The cinematic week began with War Wagon (starring John Wayne & Kirk Douglas) at the DeSoto Theatre and the West Rome Drive-In, and A Man for All Seasons (with Paul Scofield) at the First Avenue Theatre. The midweek switchout brought a double feature of The Absent Minded Professor and The Shaggy Dog (both starring Fred MacMurray) to the DeSoto Theatre and Devil’s Angels (starring John Cassavettes)  to the West Rome Drive-In, while A Man For All Seasons seemed destined to spend at least one full season at the First Avenue Theatre.

The Young Rascals took number one this week in 1967 with “Groovin’.” Other top ten hits included “Respect” by Aretha Franklin (#2); "She’d Rather Be With Me” by the Turtles (#3); “Release Me (And Let Me Love Again)” by Engelbert Humperdinck (#4); “Somebody to Love” by the Jefferson Airplane (#5); “Little Bit o’ Soul” by the Music Explosion (#6); “Windy” by the Association (#7); “All I Need” by the Temptations (#8); “I Got Rhythm” by the Happenings (#9); and “Mirage” by Tommy James & the Shondells (#10). 

Once again, the Monkees had two albums in the Top Ten Charts this week in 1967 (More of the Monkees at #4 and Headquarters at #6).

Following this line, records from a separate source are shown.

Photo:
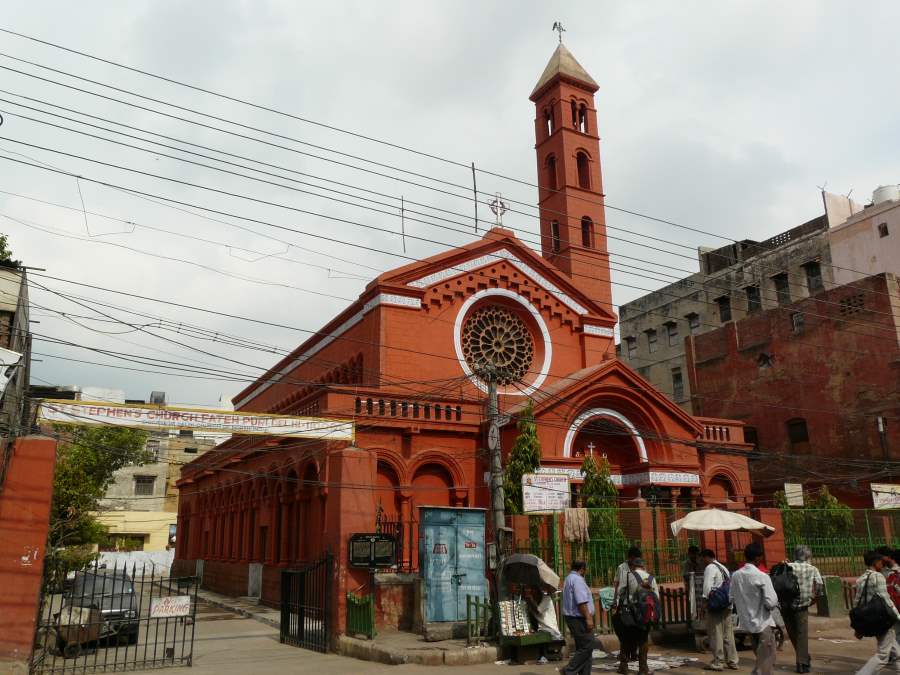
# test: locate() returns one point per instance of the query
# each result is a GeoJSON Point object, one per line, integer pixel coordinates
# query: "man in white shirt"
{"type": "Point", "coordinates": [754, 599]}
{"type": "Point", "coordinates": [870, 584]}
{"type": "Point", "coordinates": [719, 625]}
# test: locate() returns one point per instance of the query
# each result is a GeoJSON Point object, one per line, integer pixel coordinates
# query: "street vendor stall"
{"type": "Point", "coordinates": [713, 520]}
{"type": "Point", "coordinates": [526, 607]}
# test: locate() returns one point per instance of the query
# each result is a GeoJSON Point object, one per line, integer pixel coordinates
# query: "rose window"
{"type": "Point", "coordinates": [496, 337]}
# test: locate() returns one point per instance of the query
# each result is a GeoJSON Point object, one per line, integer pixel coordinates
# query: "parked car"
{"type": "Point", "coordinates": [111, 594]}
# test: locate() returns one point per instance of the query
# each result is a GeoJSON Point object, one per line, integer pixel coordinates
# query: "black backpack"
{"type": "Point", "coordinates": [871, 618]}
{"type": "Point", "coordinates": [786, 586]}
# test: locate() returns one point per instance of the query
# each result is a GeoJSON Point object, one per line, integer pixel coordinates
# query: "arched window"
{"type": "Point", "coordinates": [582, 118]}
{"type": "Point", "coordinates": [551, 172]}
{"type": "Point", "coordinates": [587, 232]}
{"type": "Point", "coordinates": [584, 171]}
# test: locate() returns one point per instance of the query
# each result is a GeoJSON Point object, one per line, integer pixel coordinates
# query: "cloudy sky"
{"type": "Point", "coordinates": [722, 117]}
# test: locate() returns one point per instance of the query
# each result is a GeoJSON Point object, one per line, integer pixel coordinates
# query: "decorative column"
{"type": "Point", "coordinates": [285, 531]}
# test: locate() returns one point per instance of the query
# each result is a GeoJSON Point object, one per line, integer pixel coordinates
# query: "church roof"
{"type": "Point", "coordinates": [564, 64]}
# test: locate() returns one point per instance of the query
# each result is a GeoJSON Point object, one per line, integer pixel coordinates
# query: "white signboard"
{"type": "Point", "coordinates": [643, 478]}
{"type": "Point", "coordinates": [885, 495]}
{"type": "Point", "coordinates": [169, 607]}
{"type": "Point", "coordinates": [168, 417]}
{"type": "Point", "coordinates": [545, 492]}
{"type": "Point", "coordinates": [793, 494]}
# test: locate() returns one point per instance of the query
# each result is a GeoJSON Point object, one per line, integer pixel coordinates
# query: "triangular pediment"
{"type": "Point", "coordinates": [611, 374]}
{"type": "Point", "coordinates": [497, 246]}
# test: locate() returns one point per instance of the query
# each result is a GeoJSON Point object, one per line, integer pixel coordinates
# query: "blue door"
{"type": "Point", "coordinates": [451, 553]}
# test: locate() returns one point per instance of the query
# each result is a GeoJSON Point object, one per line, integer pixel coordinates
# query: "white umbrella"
{"type": "Point", "coordinates": [719, 520]}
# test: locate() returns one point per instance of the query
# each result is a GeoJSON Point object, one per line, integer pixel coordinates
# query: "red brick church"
{"type": "Point", "coordinates": [400, 361]}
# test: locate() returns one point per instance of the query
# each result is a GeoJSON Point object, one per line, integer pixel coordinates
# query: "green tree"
{"type": "Point", "coordinates": [85, 463]}
{"type": "Point", "coordinates": [5, 253]}
{"type": "Point", "coordinates": [822, 516]}
{"type": "Point", "coordinates": [524, 457]}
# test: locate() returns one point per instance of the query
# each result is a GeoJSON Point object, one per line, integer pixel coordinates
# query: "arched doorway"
{"type": "Point", "coordinates": [431, 486]}
{"type": "Point", "coordinates": [603, 430]}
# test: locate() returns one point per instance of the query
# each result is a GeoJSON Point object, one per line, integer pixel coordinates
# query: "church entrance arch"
{"type": "Point", "coordinates": [605, 431]}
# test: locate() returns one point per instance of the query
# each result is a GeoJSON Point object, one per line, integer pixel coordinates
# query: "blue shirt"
{"type": "Point", "coordinates": [576, 592]}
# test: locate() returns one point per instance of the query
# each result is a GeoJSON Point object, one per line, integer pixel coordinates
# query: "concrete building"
{"type": "Point", "coordinates": [141, 504]}
{"type": "Point", "coordinates": [817, 382]}
{"type": "Point", "coordinates": [735, 281]}
{"type": "Point", "coordinates": [868, 241]}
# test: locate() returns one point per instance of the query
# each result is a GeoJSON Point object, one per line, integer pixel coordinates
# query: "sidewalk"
{"type": "Point", "coordinates": [248, 607]}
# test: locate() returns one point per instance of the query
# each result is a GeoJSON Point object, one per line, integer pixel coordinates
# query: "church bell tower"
{"type": "Point", "coordinates": [573, 221]}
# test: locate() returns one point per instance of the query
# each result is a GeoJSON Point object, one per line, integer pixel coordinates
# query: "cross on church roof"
{"type": "Point", "coordinates": [557, 26]}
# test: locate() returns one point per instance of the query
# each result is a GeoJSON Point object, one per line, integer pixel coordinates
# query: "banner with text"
{"type": "Point", "coordinates": [217, 421]}
{"type": "Point", "coordinates": [545, 492]}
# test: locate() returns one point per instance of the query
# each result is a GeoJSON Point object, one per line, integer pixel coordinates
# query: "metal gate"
{"type": "Point", "coordinates": [306, 605]}
{"type": "Point", "coordinates": [100, 619]}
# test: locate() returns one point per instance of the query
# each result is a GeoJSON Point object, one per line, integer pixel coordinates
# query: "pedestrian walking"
{"type": "Point", "coordinates": [871, 585]}
{"type": "Point", "coordinates": [754, 599]}
{"type": "Point", "coordinates": [623, 571]}
{"type": "Point", "coordinates": [634, 640]}
{"type": "Point", "coordinates": [578, 612]}
{"type": "Point", "coordinates": [796, 616]}
{"type": "Point", "coordinates": [719, 624]}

This meant that the Monkees had two albums charting higher than Paul Revere & the Raiders’ Greatest Hits (#9) and Bob Dylan’s Greatest Hits (#10). People forget just what a pop powerhouse the Monkees were in their first two years!

This was the week of the Monterey Pop Festival, which featured The Who, Simon & Garfunkel, Eric Burdon & the Animals, The Byrds, the Association, Jefferson Airplane, Big Brother & The Holding Company with Janis Joplin, Otis Redding, Booker T & The MGs, and Ravi Shankar—but it was Jimi Hendrix who became a rock star as a result of the Festival. It was here that he did his legendary bit of setting his guitar on fire, which made him a shock-rock sensation (yes, this was what passed for shock-rock in 1967!).